Народный артист Беларуси Александр Анисимов обещает горячую музыкальную зиму в Белгосфилармонии

1046 праглядаў

«Важно приподниматься над шелухой…»

В конце ноября в Белгосфилармонии завершился 46-й Международный фестиваль искусств «Белорусская музыкальная осень». Его лейтмотивом стали юбилейные даты четырех выдающихся композиторов — Баха, Бетховена, Шопена и Чайковского. Программа форума включала девять концертов. Об итогах фестиваля, актуальных особенностях работы музыкальных коллективов в пандемию и предстоящих творческих проектах корреспонденту «Народной газеты» рассказал народный артист Беларуси, лауреат Государственной премии, главный дирижер и художественный руководитель Государственного академического симфонического оркестра Беларуси Александр Анисимов.

ФОТО АЛЕКСАНДРА ГОРБАША

— Александр Михайлович, какие у вас впечатления от «Белорусской музыкальной осени», проходившей в этом году в разгар пандемии коронавируса?

— Фестиваль открылся бетховенским концертом, который, по моим ощущениям, задал весьма торжественный и позитивный тон. Мы сыграли две пьесы: одну фортепианную с оркестром в ми-бемоль мажоре и самую его позитивную симфонию — Седьмую в ля-мажоре.

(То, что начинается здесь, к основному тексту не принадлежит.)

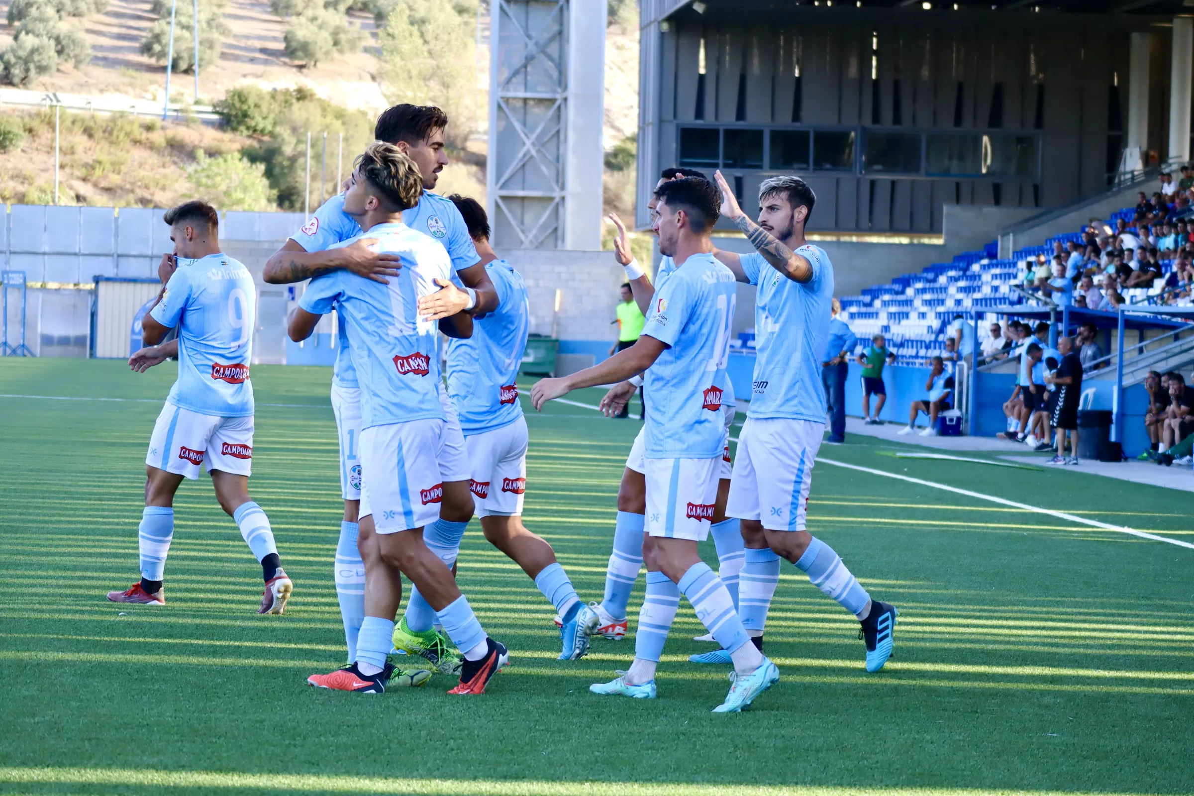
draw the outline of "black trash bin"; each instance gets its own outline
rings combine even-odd
[[[1112,438],[1109,409],[1078,409],[1078,458],[1096,459]]]

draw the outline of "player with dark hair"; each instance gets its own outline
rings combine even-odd
[[[696,549],[709,533],[718,496],[734,277],[712,254],[716,189],[688,177],[664,181],[656,197],[659,251],[672,258],[675,270],[660,280],[639,341],[599,365],[537,382],[531,403],[540,409],[573,389],[646,371],[647,592],[629,669],[609,683],[595,683],[590,691],[654,698],[656,667],[683,593],[734,665],[730,693],[714,709],[734,712],[780,677],[775,664],[750,643],[730,592]]]
[[[166,211],[174,252],[158,266],[162,289],[142,321],[146,348],[129,359],[144,372],[178,356],[178,381],[158,415],[146,456],[146,507],[137,532],[141,580],[113,603],[164,605],[166,555],[174,537],[174,493],[183,479],[211,476],[216,500],[240,527],[261,564],[265,593],[258,613],[282,613],[294,584],[282,569],[270,520],[248,496],[253,461],[253,384],[248,380],[254,328],[253,277],[220,251],[220,215],[205,202]],[[178,338],[156,345],[178,328]]]

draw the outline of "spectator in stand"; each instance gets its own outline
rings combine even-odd
[[[954,389],[954,376],[946,370],[946,363],[941,357],[933,358],[933,370],[929,371],[929,380],[924,383],[928,397],[912,401],[912,407],[907,415],[907,426],[897,433],[910,434],[916,431],[916,420],[924,412],[929,415],[929,427],[921,432],[922,437],[937,436],[937,415],[949,408],[949,394]]]
[[[879,413],[887,402],[887,388],[884,385],[884,365],[896,362],[896,354],[887,350],[884,335],[870,338],[870,345],[858,354],[862,365],[862,418],[868,426],[882,425]],[[875,413],[870,414],[870,396],[875,396]]]
[[[1169,407],[1161,426],[1161,446],[1157,453],[1186,439],[1194,432],[1194,390],[1186,388],[1186,380],[1176,370],[1169,372]]]
[[[1157,458],[1161,448],[1162,426],[1169,409],[1169,376],[1150,370],[1144,377],[1144,390],[1149,394],[1149,411],[1144,413],[1144,430],[1149,434],[1149,450],[1137,456],[1140,461]]]
[[[831,304],[829,321],[829,345],[821,363],[821,382],[830,414],[830,432],[825,442],[841,445],[845,442],[845,378],[850,372],[849,357],[858,345],[858,338],[842,320],[842,302],[836,297]]]

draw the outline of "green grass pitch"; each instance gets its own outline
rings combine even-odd
[[[254,613],[260,569],[201,479],[176,501],[168,605],[121,616],[104,592],[136,578],[144,451],[173,376],[0,362],[2,792],[1194,791],[1194,550],[825,462],[810,530],[901,611],[879,674],[853,617],[784,564],[768,624],[782,679],[752,710],[709,712],[727,672],[687,662],[708,649],[687,603],[659,699],[597,697],[633,640],[555,661],[552,607],[474,523],[460,582],[512,654],[490,693],[449,697],[441,677],[381,697],[310,689],[343,654],[327,369],[253,369],[250,488],[296,584],[287,615]],[[560,403],[528,421],[527,525],[599,599],[639,422]],[[1189,493],[848,442],[821,457],[1194,541]]]

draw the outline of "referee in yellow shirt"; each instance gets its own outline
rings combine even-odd
[[[617,320],[613,321],[617,323],[617,343],[609,347],[609,356],[614,356],[615,352],[622,348],[629,348],[642,334],[642,325],[646,319],[642,317],[642,313],[639,311],[639,306],[634,301],[634,294],[630,292],[630,283],[627,282],[621,289],[622,301],[617,304]],[[642,403],[642,388],[639,388],[639,406],[642,407],[640,412],[646,412],[646,405]],[[616,415],[618,418],[630,416],[630,402],[627,401],[626,406],[622,408],[621,414]],[[639,420],[642,420],[644,415],[639,415]]]

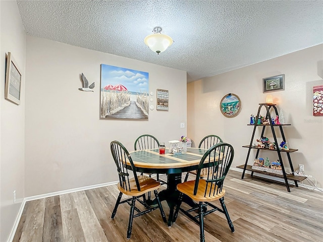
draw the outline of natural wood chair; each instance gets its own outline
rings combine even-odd
[[[160,187],[160,183],[152,178],[145,175],[137,176],[136,167],[133,164],[131,156],[130,156],[127,149],[120,142],[117,141],[112,142],[110,144],[110,148],[112,156],[117,165],[117,170],[119,177],[118,188],[120,191],[115,208],[111,215],[111,218],[113,219],[114,218],[119,204],[127,203],[130,205],[130,213],[127,232],[127,238],[129,239],[131,235],[133,218],[142,215],[159,208],[163,219],[166,222],[165,213],[163,209],[163,207],[158,196],[158,193],[157,192],[157,189]],[[127,167],[131,167],[132,170],[128,169]],[[133,174],[134,177],[133,178],[129,177],[130,173]],[[144,202],[145,199],[142,201],[139,199],[139,198],[144,197],[145,193],[153,191],[157,201],[158,206],[150,208]],[[123,194],[130,196],[132,198],[121,201]],[[147,209],[141,211],[135,206],[136,200],[138,201]],[[134,210],[137,212],[136,214],[134,214]]]
[[[197,169],[196,179],[177,185],[177,189],[181,193],[173,221],[175,222],[176,220],[178,212],[180,210],[188,217],[199,224],[201,242],[205,241],[203,217],[216,211],[219,211],[225,214],[231,231],[234,232],[233,224],[224,203],[226,190],[223,188],[223,182],[232,163],[234,155],[233,148],[229,144],[222,143],[213,146],[201,159]],[[207,169],[207,175],[204,179],[200,179],[201,171],[203,169]],[[181,208],[183,194],[194,201],[198,202],[198,206],[188,210],[185,210]],[[210,203],[210,202],[218,200],[220,200],[222,209]],[[210,207],[211,209],[208,210],[207,206]],[[194,216],[190,213],[196,210],[198,211],[198,215],[197,216]]]
[[[148,149],[158,149],[159,142],[157,139],[151,135],[142,135],[137,138],[135,141],[135,150],[146,150]],[[143,173],[141,173],[142,175]],[[151,174],[148,174],[149,177]],[[162,184],[166,184],[166,182],[159,179],[159,174],[156,174],[157,180]],[[148,197],[149,199],[149,197]]]
[[[201,148],[202,149],[209,149],[213,145],[223,142],[223,141],[222,140],[222,139],[221,139],[219,136],[214,135],[210,135],[205,136],[203,139],[202,139],[202,140],[201,140],[201,142],[198,145],[198,148]],[[202,170],[201,172],[201,175],[200,176],[201,178],[203,178],[206,175],[206,173],[205,173],[205,170]],[[186,173],[186,175],[185,175],[185,178],[184,179],[184,182],[187,181],[187,179],[188,179],[188,175],[189,174],[196,175],[196,171],[192,170],[187,172]]]

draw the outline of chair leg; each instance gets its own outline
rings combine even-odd
[[[176,205],[176,210],[175,210],[175,212],[174,214],[174,218],[173,219],[173,223],[175,223],[176,221],[176,219],[177,218],[177,216],[178,216],[178,212],[179,212],[180,208],[181,207],[181,204],[182,204],[182,199],[183,194],[182,193],[180,193],[180,196],[178,198],[178,202],[177,202],[177,204]]]
[[[227,220],[228,220],[228,223],[229,224],[229,226],[230,227],[230,229],[231,229],[231,232],[233,233],[234,232],[234,227],[233,227],[233,224],[232,223],[232,221],[231,219],[230,219],[230,217],[229,216],[229,213],[228,212],[228,210],[227,209],[227,207],[226,207],[226,205],[224,204],[224,198],[221,198],[220,199],[220,203],[221,203],[221,206],[222,206],[222,209],[224,212],[224,214],[226,215],[226,217],[227,217]]]
[[[113,210],[113,212],[112,212],[112,215],[111,215],[111,218],[114,219],[115,216],[116,216],[116,213],[117,212],[117,209],[118,209],[118,206],[119,206],[120,204],[120,200],[121,200],[121,197],[122,197],[122,193],[121,192],[119,193],[119,196],[118,197],[118,199],[117,199],[117,202],[116,202],[116,205],[115,206],[115,208]]]
[[[130,214],[129,215],[129,223],[128,225],[128,231],[127,232],[127,239],[130,238],[131,236],[131,230],[132,229],[132,220],[133,220],[133,214],[135,211],[135,203],[136,202],[136,197],[133,197],[131,200],[131,207],[130,207]]]
[[[187,172],[186,173],[186,175],[185,175],[185,178],[184,179],[184,182],[185,183],[185,182],[187,182],[187,179],[188,179],[188,174],[189,173],[188,172]]]
[[[164,209],[163,209],[163,207],[162,206],[162,203],[160,203],[160,200],[159,200],[159,196],[158,196],[158,193],[157,192],[157,190],[154,190],[154,193],[155,194],[155,197],[156,197],[156,199],[157,199],[157,202],[158,202],[158,205],[159,206],[159,210],[160,211],[160,215],[162,215],[162,217],[163,218],[163,220],[166,223],[167,220],[166,220],[166,216],[165,216],[165,213],[164,211]]]
[[[200,220],[200,241],[205,242],[205,238],[204,235],[204,214],[203,212],[203,203],[199,202],[198,208],[198,215]]]

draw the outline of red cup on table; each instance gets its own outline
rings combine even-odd
[[[159,154],[165,155],[165,149],[166,149],[165,143],[164,142],[160,142],[160,144],[159,144]]]

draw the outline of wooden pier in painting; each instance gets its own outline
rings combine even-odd
[[[147,119],[148,115],[145,114],[134,101],[131,101],[130,105],[112,114],[105,116],[106,118],[129,118]]]

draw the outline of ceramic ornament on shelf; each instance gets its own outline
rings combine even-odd
[[[83,82],[83,87],[79,88],[79,90],[81,91],[84,91],[84,92],[93,92],[92,90],[94,88],[95,84],[93,82],[90,86],[89,86],[89,82],[84,76],[84,74],[82,73],[82,81]]]
[[[285,117],[284,116],[284,112],[283,111],[283,109],[281,109],[279,111],[279,123],[281,125],[285,125]]]

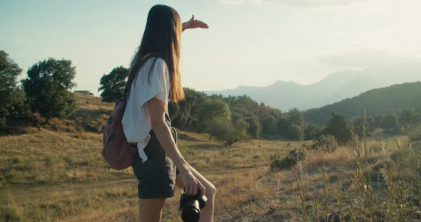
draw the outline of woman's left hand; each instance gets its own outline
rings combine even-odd
[[[191,16],[191,18],[188,21],[183,23],[183,31],[196,28],[208,28],[209,26],[201,21],[194,19],[194,15]]]

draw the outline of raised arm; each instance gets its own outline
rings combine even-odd
[[[209,26],[201,21],[194,19],[194,15],[191,16],[191,18],[188,21],[183,23],[183,31],[196,28],[208,28]]]
[[[148,102],[148,106],[152,130],[163,149],[178,169],[184,186],[184,192],[189,195],[196,195],[198,187],[203,191],[202,194],[205,194],[205,186],[193,175],[188,164],[177,148],[171,130],[165,122],[165,102],[153,97]]]

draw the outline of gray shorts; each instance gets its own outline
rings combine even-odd
[[[138,196],[144,199],[173,197],[177,169],[153,132],[151,131],[150,134],[151,139],[144,149],[148,160],[142,163],[139,154],[136,154],[131,164],[138,181]]]

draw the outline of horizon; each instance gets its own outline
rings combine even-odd
[[[156,4],[210,26],[182,37],[182,83],[198,91],[278,80],[310,85],[347,69],[421,61],[421,30],[412,28],[421,3],[413,0],[78,3],[0,2],[0,18],[9,21],[1,49],[22,69],[19,80],[49,57],[69,59],[77,70],[73,90],[98,95],[103,74],[128,66]]]

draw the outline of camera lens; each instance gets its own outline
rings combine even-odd
[[[200,212],[194,208],[183,209],[181,213],[181,219],[185,222],[196,222],[199,221]]]

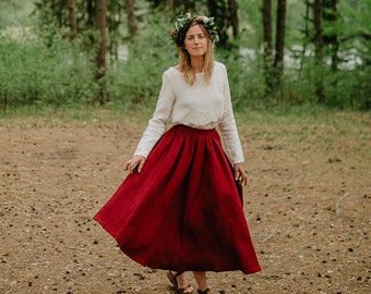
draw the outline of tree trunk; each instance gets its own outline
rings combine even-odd
[[[262,21],[263,21],[263,66],[265,75],[265,86],[267,94],[271,94],[272,84],[272,61],[273,61],[273,45],[272,45],[272,0],[263,0]]]
[[[135,37],[136,32],[137,32],[133,0],[125,0],[125,7],[127,7],[127,14],[128,14],[129,36],[130,36],[130,39],[132,40]]]
[[[237,39],[238,38],[238,34],[239,34],[239,20],[238,20],[238,3],[236,0],[228,0],[228,9],[229,9],[229,19],[231,22],[231,26],[232,26],[232,32],[234,32],[234,38]]]
[[[323,36],[323,42],[331,50],[331,69],[332,71],[337,71],[339,42],[336,29],[334,29],[337,22],[337,0],[323,0],[323,20],[332,26],[331,33]]]
[[[314,0],[313,7],[313,24],[314,24],[314,46],[315,46],[315,63],[316,63],[316,81],[315,94],[319,103],[324,103],[325,94],[323,86],[323,38],[322,38],[322,0]]]
[[[219,46],[228,48],[228,20],[226,16],[227,5],[225,0],[207,0],[210,15],[215,17],[215,24],[218,27]]]
[[[284,71],[285,27],[286,0],[278,0],[275,47],[276,50],[273,64],[273,68],[275,69],[275,86],[279,86]]]
[[[98,102],[104,105],[107,102],[107,86],[106,86],[106,52],[107,52],[107,36],[106,36],[106,0],[96,0],[96,22],[95,28],[99,33],[96,54],[96,79],[100,86]]]
[[[76,3],[75,0],[67,0],[67,4],[69,8],[69,20],[70,20],[70,27],[72,32],[72,36],[77,36],[77,19],[76,19]]]

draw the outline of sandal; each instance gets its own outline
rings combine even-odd
[[[181,273],[179,273],[179,272],[172,273],[170,270],[167,273],[167,278],[171,282],[176,293],[177,294],[191,294],[191,293],[193,293],[193,289],[192,289],[191,285],[188,285],[187,287],[179,287],[177,278],[180,274],[182,274],[182,272]]]

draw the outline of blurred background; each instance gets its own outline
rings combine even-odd
[[[371,107],[368,0],[1,0],[2,114],[153,109],[180,12],[215,17],[236,111]]]

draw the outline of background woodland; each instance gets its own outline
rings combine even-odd
[[[214,16],[235,108],[371,106],[367,0],[5,0],[0,102],[17,107],[156,102],[178,62],[180,12]]]

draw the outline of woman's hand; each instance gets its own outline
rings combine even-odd
[[[144,156],[134,156],[132,159],[128,160],[124,164],[124,170],[129,170],[130,173],[133,173],[135,168],[137,167],[137,172],[141,173],[143,166],[145,162]]]
[[[243,163],[234,163],[234,170],[235,170],[235,180],[238,181],[240,185],[248,184],[248,174],[243,170]]]

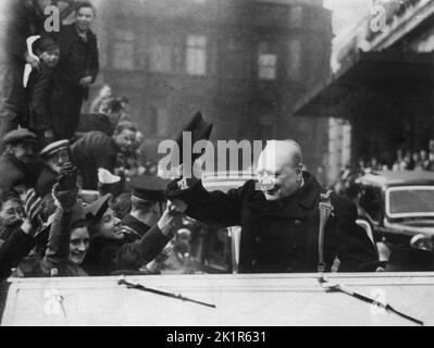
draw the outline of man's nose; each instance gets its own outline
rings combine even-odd
[[[264,174],[261,178],[261,185],[265,189],[272,189],[274,187],[274,178],[269,174]]]
[[[87,249],[86,243],[82,241],[82,243],[79,244],[79,246],[78,246],[78,250],[79,250],[79,251],[86,251],[86,249]]]

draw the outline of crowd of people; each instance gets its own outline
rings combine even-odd
[[[427,149],[420,151],[410,151],[399,148],[396,151],[396,159],[393,163],[379,160],[373,157],[371,159],[360,159],[355,165],[346,165],[339,174],[339,177],[333,183],[332,189],[342,196],[352,199],[357,191],[355,185],[357,178],[364,174],[379,171],[425,171],[434,172],[434,139],[430,139]]]
[[[47,33],[44,8],[60,2],[62,18],[73,21]],[[20,0],[8,11],[0,278],[12,270],[20,276],[159,273],[171,254],[188,251],[185,232],[176,234],[185,208],[165,201],[157,164],[142,161],[144,136],[126,97],[113,97],[104,85],[83,112],[99,72],[96,9],[87,1]]]

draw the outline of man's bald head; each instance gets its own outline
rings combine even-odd
[[[282,167],[290,165],[297,167],[302,165],[302,154],[300,146],[294,140],[269,140],[259,157],[259,163],[266,164],[268,167]]]
[[[258,181],[266,200],[295,192],[302,182],[302,154],[294,140],[270,140],[258,159]]]

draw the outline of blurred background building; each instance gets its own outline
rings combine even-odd
[[[330,148],[340,141],[352,161],[390,165],[397,149],[427,149],[434,138],[434,1],[375,1],[364,9],[358,25],[334,42],[334,73],[294,111],[336,117]],[[330,167],[348,160],[330,154]]]
[[[132,101],[148,156],[201,111],[211,140],[294,138],[323,163],[328,120],[294,107],[330,75],[322,0],[95,0],[99,84]]]

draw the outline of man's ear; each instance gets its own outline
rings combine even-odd
[[[297,164],[296,173],[297,173],[297,178],[301,179],[302,178],[302,164],[301,163]]]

Конечно, программа этого года была разнообразна, и разные настроения в ней были, в том числе и минорные, и даже трагические — мир серьезной музыки их предполагает.

Вклад нашего оркестра в фестиваль в этом году довольно большой, и на то есть объективные причины. Во-первых, из-за пандемии нет возможности приглашать иноземных музыкантов и коллективы. Во-вторых, опять же из-за пандемии, отменились все гастроли, на которые в этот период по крайней мере часть нашего оркестра регулярно выезжала. Поэтому мы сыграли три наших концерта: произведения Бетховена, концерт Моцарта и Гайдна, а также красивую программу музыки советских композиторов, классиков XX века — Шостаковича, Прокофьева, Свиридова, Хачатуряна и нашего белорусского автора Владимира Курьяна.

Яркие музыкальные события продолжились и после фестиваля. Вчера, 3 декабря, наш оркестр представил программу классической музыки чешских композиторов — Дворжака и Сметаны. Дирижировал наш второй штатный дирижер Юрий Караваев, выпускник Белорусской академии музыки, преподаватель и доцент академии, много работающий со студентами, с оркестром Белтелерадиокомпании. В жизни нашего коллектива Юрий занимает большое место, особенно на гастролях.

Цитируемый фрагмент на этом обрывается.